Pelos primeiros anos você cria coisas, mas elas não são tão boas. Elas tentam ser boas, têm potencial, mas não são. Mas o seu bom gosto, aquilo que te colocou na jogada, ainda é incrível. E o seu bom gosto é o motivo para o seu trabalho te desapontar.
Muitas pessoas nunca superam essa fase, elas desistem antes disso. A maioria das pessoas que eu conheço que fazem um trabalho criativo interessante passaram por anos disso. Nós sabemos que nosso trabalho não tem aquela coisa especial que queremos que ele tenha. Todos nós passamos por isso. E se você está apenas começando ou ainda está nessa fase, você tem que saber que isso é normal e a coisa mais importante que você pode fazer é criar muito. 
Dê a você um prazo para que a cada semana você termine uma história, por exemplo. É só produzindo muito que você vai superar essa fase e o seu trabalho será tão bom quando as suas ambições. E eu levei muito mais tempo para perceber isso do que qualquer um que eu tenha conhecido. Vai demorar um tempo. É normal. Você só tem que lutar e seguir em frente.
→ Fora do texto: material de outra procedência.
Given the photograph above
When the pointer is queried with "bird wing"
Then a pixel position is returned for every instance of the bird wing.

Você sabe que o seu trabalho não está tão bom quanto você gostaria, e não tem problema nisso. Nós todos passamos por isso. De fato, é esse entendimento que o manterá produzindo, aprendendo e lapidando seu trabalho.
Mas se você comparar a si mesmo com outros escritores enquanto estiver nesse gap, você vai perder a hablidade de ver onde você está indo e ver apenas onde não está indo. Em outras palavras, você vai ficar tão desapontado com o seu trabalho que vai ficar infeliz. 
Há apenas uma solução. Só uma. Pare de se comparar a outros escritores.
A Hipócrita está falando!
Mais fácil falar do que fazer, eu sei. Eu caio nesta armadilha regularmente; me comparo aos amigos que começaram a escrever ao mesmo tempo que eu e têm mais reconhecimento, ou amigos que conseguiram o agente que eu queria ou amigos que escrevem muito mais rápido que eu (o que acontece com a maioria deles). E quando faço isso, não vejo mais nada além do gap, não vejo onde estou indo ou me sinto motivada a seguir adiante. Eu só fico infeliz.
Esta semana, vamos fazer um pacto. Eu vou parar de me comparar a outros escritores – e vocês também!
Você não está sozinho, companheiro (a) escritor (a)! Você pode fazer isso, não importa o quão difícil pareça. Esse é um passo que você pode – e deve – dar!

2 comentários:

  1. Ótimo texto, e boa tradução também! Adorei sua iniciativa, pois realmente, muitos textos interessantes sobre escrita estão em inglês, e não é todo mundo que tem acesso a eles.

    ResponderExcluir
  2. Ah! A tradução ficou boa, está fácil de entender e eu adorei o texto! Realmente, percebo que estou na fase comparativa o tempo todo. Sou atacada por todos os lados com informações de autores e é quase impossível não criar parâmetros. Agora percebo que é meio absurdo isso, pois eu mesma vivo repetindo às pessoas que os surdos não são todos iguais, então com autores é a mesma coisa. Parar de comparar, tornar a felicidade um hábito. Day by day!